The Ninth Circuit’s End Run Around Rule 23(f)
In Berger v. Home Depot USA, Inc., 741 F.3d 1061 (9th Cir. 2014), the Ninth Circuit opened a new route for plaintiffs seeking interlocutory review of the denial of class certification. In Berger, the plaintiff chose not to seek Rule 23(f) review, which the Ninth Circuit could have exercised its discretion to deny. Instead, he voluntarily dismissed his case and appealed from the final judgment. In essence, he made good on the “death knell” threat from Coopers & Lybrand: he ended his case in response to the class certification order. Ignoring Coopers & Lybrand, the Berger panel held that the Rule 41 dismissal was sufficiently adverse to the plaintiff’s interests to create appellate jurisdiction, because Berger dismissed his individual claims with prejudice without settling. Id. at 1066.
Unlike in Berger, the plaintiffs in Baker v. Microsoft Corp., 2015 U.S. App. LEXIS 4317 (9th Cir. Mar. 18, 2015), sought Rule 23(f) review of the district court’s order striking class allegations, but the Ninth Circuit denied review. Months later, plaintiffs voluntarily dismissed, declaring their intent to seek review of the order striking class allegations. Before the decision in Berger, Microsoft asked the Ninth Circuit to dismiss, relying on Coopers & Lybrand and a Ninth Circuit opinion dismissing an appeal from a Rule 41(b) dismissal after the denial of class certification. In the meantime, Berger was decided. And the Baker panel, following Berger, decided that it had jurisdiction over the appeal. Neither the Baker nor Berger panels mentioned the previous (and conflicting) Ninth Circuit decision.
There is a strong possibility that the panel decisions in Baker and Berger are not the end of the story.

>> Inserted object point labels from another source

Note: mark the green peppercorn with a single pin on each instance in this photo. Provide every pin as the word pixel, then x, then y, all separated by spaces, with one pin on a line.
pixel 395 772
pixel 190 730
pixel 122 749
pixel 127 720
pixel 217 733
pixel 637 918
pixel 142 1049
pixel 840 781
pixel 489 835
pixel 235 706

In Baker, Microsoft has filed a petition for en banc review (pdf), arguing that, among other things, Berger and Baker conflict with Coopers & Lybrand and at least one prior Ninth Circuit opinion.
The petition also notes the existence of a long-standing circuit split on this issue. A 25-year-old Second Circuit decision reached the same result as Berger and Baker. See Gary Plastic Packaging Corp. v. Merrill Lynch, Pierce, Fenner & Smith, Inc., 903 F.2d 176, 179 (2d Cir. 1990). But at least four other circuits have rejected this approach to seeking appellate review of the denial of class certification. Most recently, in Camesi v. University of Pittsburgh Medical Center, 729 F.3d 239 (3d Cir. 2013), the Third Circuit held that it lacked appellate jurisdiction when workers dismissed their individual complaints with prejudice in an attempt to appeal the district court’s ruling decertifying their collective actions. The Third Circuit rejected their “procedural sleight of hand to bring about finality,” and held that “voluntary dismissals … constitute impermissible attempts to manufacture finality[.]” Id. at 245. The Fourth, Eighth, and Tenth Circuits agree that they lack jurisdiction over such an appeal. See Rhodes v. E.I. du Pont de Nemours & Co., 636 F.3d 88, 100 (4th Cir. 2011); Telco Grp., Inc. v. AmeriTrade, Inc., 552 F.3d 893, 893-94 (8th Cir. 2009) (per curiam); Bowe v. First of Denver Mortg. Investors, 613 F.2d 798, 800-02 (10th Cir. 1980).
This conflict provides reason to believe that the Ninth Circuit should grant rehearing en banc. Businesses should watch further proceedings in Baker closely.